Devant Manon Massé, le premier ministre a précisé qu’il est possible de trouver un logement à Montréal pour 500 à 600 $ par mois. Loue-t-il, à ce prix, des chambres dans sa maison d’Outremont, mise en vente à 5 millions ? On n’est pas loin ici, comme aveuglement à l’égard de la réalité autant que de l’actualité, du panier d’épicerie à 75 $ par semaine évoqué comme suffisant par son prédécesseur Philippe Couillard. Pour prouver qu’il est en phase avec la population, François Legault affirme qu’il a « encore beaucoup d’amis qui viennent de la classe très moyenne ». La précarité, selon François Legault, ce serait donc une affaire de classe moyenne… Et le voici incapable de constater que le sommet de la pyramide où il vit se détache de la base.
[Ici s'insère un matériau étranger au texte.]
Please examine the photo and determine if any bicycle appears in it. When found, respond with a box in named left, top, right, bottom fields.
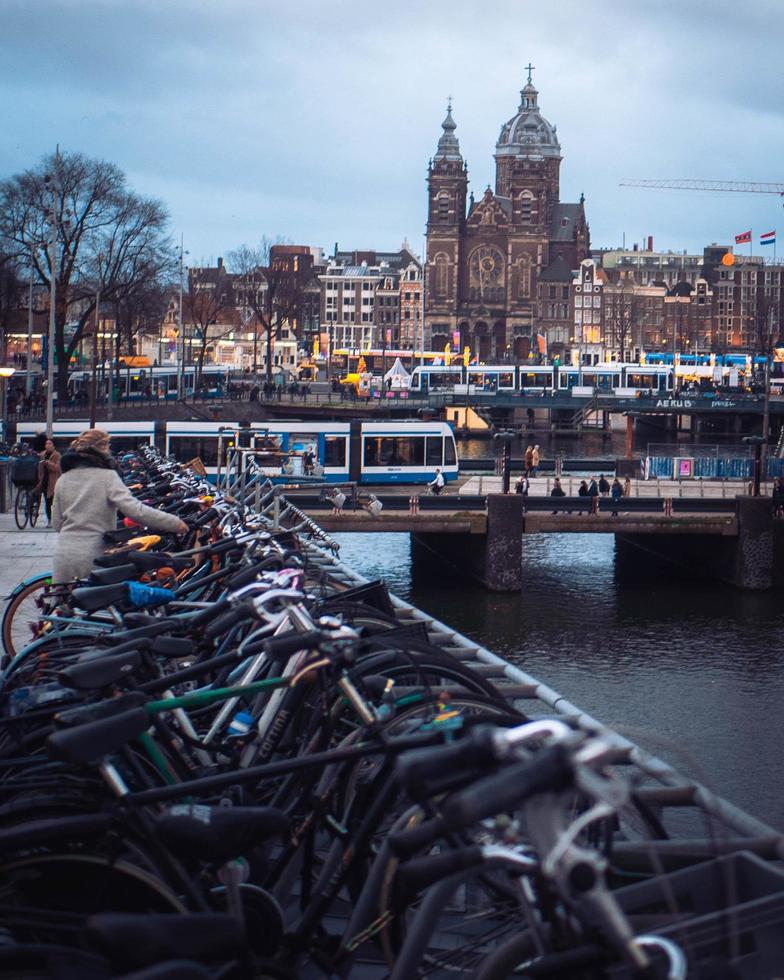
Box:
left=13, top=483, right=39, bottom=529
Le prix moyen des loyers offert à Montréal s’élève à plus de 1300 $ par mois, selon une enquête conduite sur plus de 3000 petites annonces. C’est dire que moins de 1,8 % des logements offerts sont inférieurs ou égaux à 600 $. Il coûte en moyenne trois fois plus cher pour se loger à Montréal qu’à Thetford Mines.
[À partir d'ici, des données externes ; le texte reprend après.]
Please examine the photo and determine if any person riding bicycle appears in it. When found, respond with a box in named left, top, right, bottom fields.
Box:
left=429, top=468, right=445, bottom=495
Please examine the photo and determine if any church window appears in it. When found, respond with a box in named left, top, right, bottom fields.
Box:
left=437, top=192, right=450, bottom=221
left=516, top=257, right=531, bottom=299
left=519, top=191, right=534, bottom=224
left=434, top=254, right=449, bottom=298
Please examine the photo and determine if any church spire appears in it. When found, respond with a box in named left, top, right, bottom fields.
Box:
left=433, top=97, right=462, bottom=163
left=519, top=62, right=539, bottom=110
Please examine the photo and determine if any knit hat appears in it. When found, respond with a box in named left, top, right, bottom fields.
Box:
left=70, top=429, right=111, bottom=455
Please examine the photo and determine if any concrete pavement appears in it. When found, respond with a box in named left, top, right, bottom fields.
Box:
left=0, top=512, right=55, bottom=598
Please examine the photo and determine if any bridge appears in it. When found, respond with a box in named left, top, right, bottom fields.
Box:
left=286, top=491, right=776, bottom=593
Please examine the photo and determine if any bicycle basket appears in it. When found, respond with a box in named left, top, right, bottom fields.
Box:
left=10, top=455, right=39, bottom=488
Pourquoi personne ne propose-t-il de déménager Montréal à Thetford Mines ? Il s’y trouve encore de grands trous de mines dont on ne sait que faire et qu’une partie de la population montréalaise la moins fortunée pourrait très bien occuper. Ce serait une façon d’enterrer le problème pour de bon, sachant que la crise du logement à Montréal ne date pas d’hier. Même au sortir de la guerre, les soldats qui rentraient au pays se retrouvaient sans abri, forcés de squatter. Et depuis ce temps, la guerre sociale contre les pauvres a continué.
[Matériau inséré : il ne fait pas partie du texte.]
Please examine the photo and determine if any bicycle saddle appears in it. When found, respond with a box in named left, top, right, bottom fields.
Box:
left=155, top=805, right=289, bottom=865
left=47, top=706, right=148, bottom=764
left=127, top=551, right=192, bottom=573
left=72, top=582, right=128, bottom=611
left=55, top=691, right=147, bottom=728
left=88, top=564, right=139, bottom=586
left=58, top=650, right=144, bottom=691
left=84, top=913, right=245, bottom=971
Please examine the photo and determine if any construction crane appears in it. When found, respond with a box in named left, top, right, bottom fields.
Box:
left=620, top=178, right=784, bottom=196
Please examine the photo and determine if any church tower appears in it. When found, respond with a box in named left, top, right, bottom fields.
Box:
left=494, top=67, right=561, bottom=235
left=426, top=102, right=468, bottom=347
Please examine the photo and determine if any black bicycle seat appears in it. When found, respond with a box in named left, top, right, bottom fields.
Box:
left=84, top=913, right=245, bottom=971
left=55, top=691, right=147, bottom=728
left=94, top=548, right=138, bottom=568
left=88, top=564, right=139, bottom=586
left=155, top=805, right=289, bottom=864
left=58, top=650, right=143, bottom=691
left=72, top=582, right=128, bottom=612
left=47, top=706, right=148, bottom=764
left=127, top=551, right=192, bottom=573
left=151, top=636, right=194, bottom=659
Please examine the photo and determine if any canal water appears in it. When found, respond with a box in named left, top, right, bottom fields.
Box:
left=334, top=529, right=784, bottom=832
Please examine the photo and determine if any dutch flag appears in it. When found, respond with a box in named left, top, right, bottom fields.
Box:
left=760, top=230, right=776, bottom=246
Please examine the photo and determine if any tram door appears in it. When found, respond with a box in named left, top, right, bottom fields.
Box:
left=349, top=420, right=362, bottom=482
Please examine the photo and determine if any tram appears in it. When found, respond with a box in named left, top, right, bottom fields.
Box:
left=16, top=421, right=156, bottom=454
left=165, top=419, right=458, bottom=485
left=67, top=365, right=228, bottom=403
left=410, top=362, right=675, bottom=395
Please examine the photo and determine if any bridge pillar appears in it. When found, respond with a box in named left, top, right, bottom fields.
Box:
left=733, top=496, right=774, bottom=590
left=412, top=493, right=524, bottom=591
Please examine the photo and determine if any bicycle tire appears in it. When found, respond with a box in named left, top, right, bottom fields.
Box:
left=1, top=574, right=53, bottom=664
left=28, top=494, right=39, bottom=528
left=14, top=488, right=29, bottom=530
L’autre jour, un ami me disait être apparenté à la Corriveau, cette femme qui fut exécutée en 1763 puis exposée dans une cage de fer pour avoir assassiné un mari qui la maltraitait. Combien de gens en ce pays sont-ils liés à cette malheureuse, à l’heure où la question des féminicides retient à raison l’attention ? En remontant jusqu’au XVIIIe siècle, vous dénombrerez environ 1000 ancêtres, selon ce que j’en comprends. Cependant, au chapitre de l’histoire humaine, trois petits siècles ne sont presque rien. Imaginez de projeter ce rapport exponentiel des liens humains plus loin, tout en sachant que plusieurs branches se croisent et se recroisent. Aussi bien dire que, d’une certaine façon, nous sommes tous un peu parents. Même avec les itinérants et des gens sans logement, ceux qu’on se refuse de voir depuis si longtemps.